The headquarters of the Catholic Church is Vatican City. The World Headquarters of Jehovah's Witnesses is relocated in Warwick, New York, from its former location, Brooklyn, New York. The headquarters of the Russian Orthodox Church is in Danilov Monastery, Moscow. The World Council of Churches, including Orthodox Churches, has its headquarters in Geneva, Switzerland. The headquarters of Ecumenical Patriarch of Constantinople is located in Istanbul, Turkey. The headquarters of the Church of Jesus Christ of Latter-day Saints is located in Salt Lake City, Utah. The Anglican Communion Office is in London.

==Sports==
Professional and some amateur sports teams typically compete in leagues, with a central body setting game rules and coordinating schedules. For example, FIFA, the Fédération Internationale de Football Association is the international self-regulatory governing body of association football.
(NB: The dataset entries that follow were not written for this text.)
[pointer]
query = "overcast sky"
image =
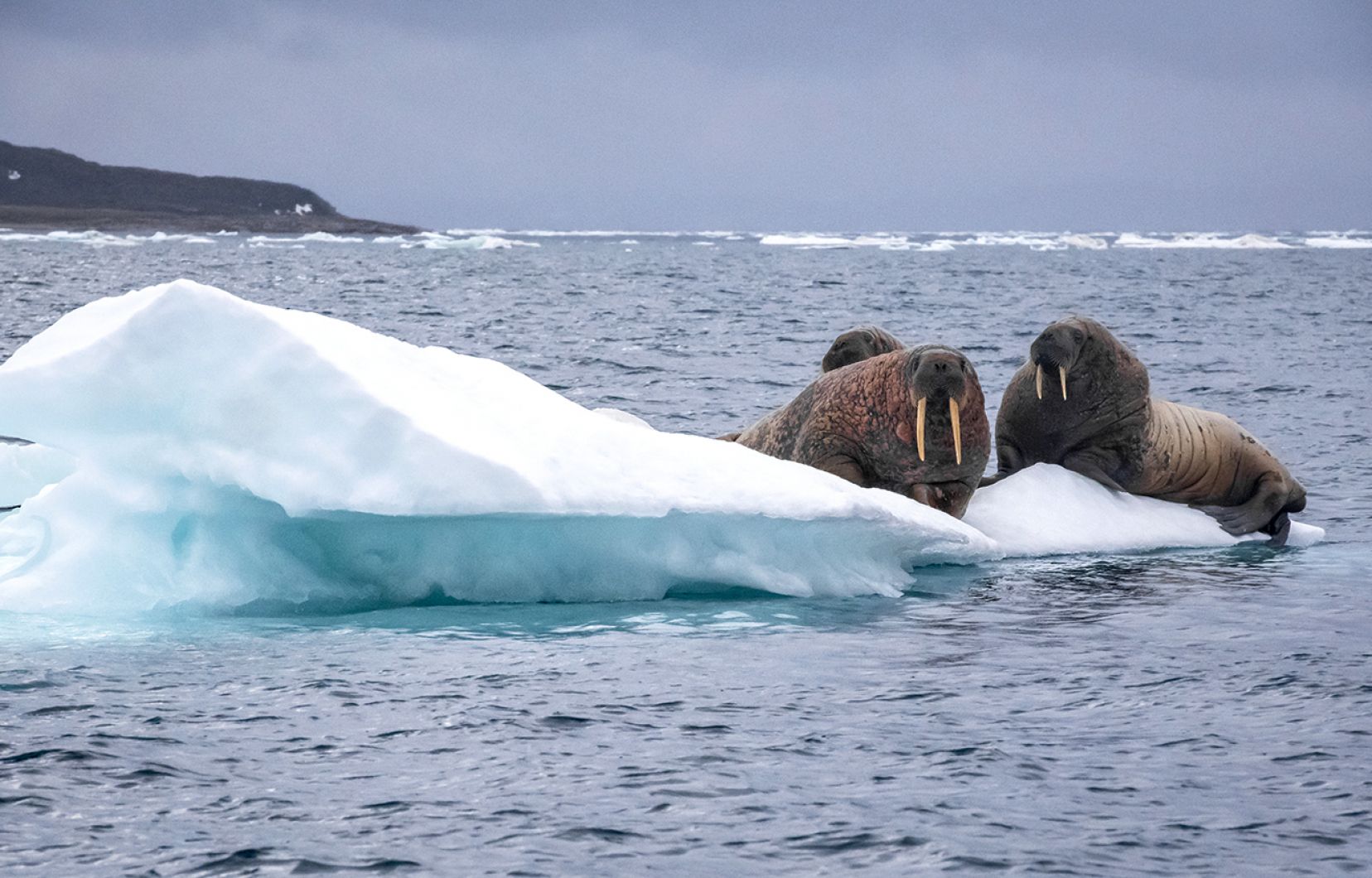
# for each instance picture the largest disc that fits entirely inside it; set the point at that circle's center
(1242, 115)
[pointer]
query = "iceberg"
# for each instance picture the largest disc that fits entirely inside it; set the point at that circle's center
(194, 449)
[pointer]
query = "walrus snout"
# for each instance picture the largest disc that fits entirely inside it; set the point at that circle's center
(858, 345)
(940, 376)
(1056, 350)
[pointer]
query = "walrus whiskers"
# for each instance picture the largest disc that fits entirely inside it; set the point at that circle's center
(957, 428)
(920, 426)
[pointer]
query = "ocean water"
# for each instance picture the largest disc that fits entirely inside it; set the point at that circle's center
(1179, 712)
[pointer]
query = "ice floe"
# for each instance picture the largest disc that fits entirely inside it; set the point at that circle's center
(196, 449)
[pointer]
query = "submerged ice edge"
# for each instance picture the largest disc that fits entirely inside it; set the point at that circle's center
(298, 457)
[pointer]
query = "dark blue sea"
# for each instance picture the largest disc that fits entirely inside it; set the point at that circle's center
(1164, 714)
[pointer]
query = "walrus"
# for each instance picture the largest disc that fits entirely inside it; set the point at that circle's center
(858, 345)
(911, 422)
(1096, 417)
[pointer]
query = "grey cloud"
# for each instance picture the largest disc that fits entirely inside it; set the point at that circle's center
(726, 114)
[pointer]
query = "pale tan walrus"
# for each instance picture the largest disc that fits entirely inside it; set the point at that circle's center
(1083, 403)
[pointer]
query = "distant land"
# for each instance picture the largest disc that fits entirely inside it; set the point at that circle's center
(52, 190)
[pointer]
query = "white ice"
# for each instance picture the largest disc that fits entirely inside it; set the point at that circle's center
(1206, 240)
(199, 449)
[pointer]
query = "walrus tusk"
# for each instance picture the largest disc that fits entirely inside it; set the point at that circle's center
(957, 430)
(920, 426)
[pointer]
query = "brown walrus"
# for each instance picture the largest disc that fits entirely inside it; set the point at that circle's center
(911, 422)
(1096, 417)
(858, 345)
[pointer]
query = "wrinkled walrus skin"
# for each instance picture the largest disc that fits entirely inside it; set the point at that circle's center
(862, 422)
(1081, 401)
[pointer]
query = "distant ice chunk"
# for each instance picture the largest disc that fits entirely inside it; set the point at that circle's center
(1338, 242)
(1085, 242)
(1202, 240)
(326, 238)
(432, 240)
(804, 240)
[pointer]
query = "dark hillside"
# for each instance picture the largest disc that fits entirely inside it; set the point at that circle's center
(52, 188)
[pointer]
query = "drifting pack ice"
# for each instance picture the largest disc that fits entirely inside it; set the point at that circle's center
(194, 447)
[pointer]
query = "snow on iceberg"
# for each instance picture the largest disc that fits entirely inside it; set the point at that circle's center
(1047, 510)
(205, 451)
(228, 453)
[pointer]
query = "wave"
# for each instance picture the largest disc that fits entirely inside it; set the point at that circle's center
(215, 453)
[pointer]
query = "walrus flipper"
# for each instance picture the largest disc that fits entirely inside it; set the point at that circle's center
(1264, 512)
(1089, 466)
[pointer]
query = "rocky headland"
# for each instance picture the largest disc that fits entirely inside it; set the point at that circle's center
(52, 190)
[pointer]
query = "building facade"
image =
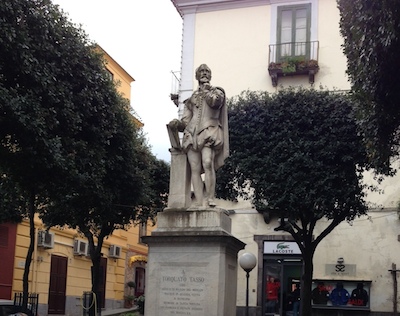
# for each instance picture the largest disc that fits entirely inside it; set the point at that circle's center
(61, 268)
(268, 45)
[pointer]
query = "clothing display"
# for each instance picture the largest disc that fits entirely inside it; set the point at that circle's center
(320, 294)
(339, 295)
(359, 296)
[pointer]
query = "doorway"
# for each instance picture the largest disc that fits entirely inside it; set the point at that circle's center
(281, 282)
(58, 284)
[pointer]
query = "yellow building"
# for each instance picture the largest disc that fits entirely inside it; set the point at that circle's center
(61, 270)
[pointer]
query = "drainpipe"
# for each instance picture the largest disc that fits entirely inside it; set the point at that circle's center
(394, 271)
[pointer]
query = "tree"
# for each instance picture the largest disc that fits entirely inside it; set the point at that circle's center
(129, 192)
(371, 32)
(296, 153)
(65, 132)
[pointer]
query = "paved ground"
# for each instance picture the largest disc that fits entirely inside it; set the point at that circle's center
(117, 311)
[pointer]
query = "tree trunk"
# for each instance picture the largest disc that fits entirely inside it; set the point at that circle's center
(95, 255)
(306, 285)
(25, 278)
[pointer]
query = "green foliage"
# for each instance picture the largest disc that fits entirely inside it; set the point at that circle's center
(297, 153)
(371, 32)
(69, 149)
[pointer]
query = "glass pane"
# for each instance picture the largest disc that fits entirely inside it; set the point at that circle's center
(286, 26)
(272, 288)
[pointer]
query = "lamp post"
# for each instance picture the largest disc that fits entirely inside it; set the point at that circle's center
(247, 261)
Headquartered in Zurich, Switzerland, its membership now comprises 211 national associations, each of which typically has its own headquarters.

===Martial arts===

In Japanese martial arts such as karate, judo, aikido, and kendo, each organization or region typically has a headquarters. The Japanese word honbu (本部) is generally used, both in Japan and other countries. Honbu are sometimes referred to as honbu dōjō (本部道場). Honbu can also be written as hombu, the way it is pronounced, but the Hepburn transcription is "honbu" in which the 'n' is a syllabic n.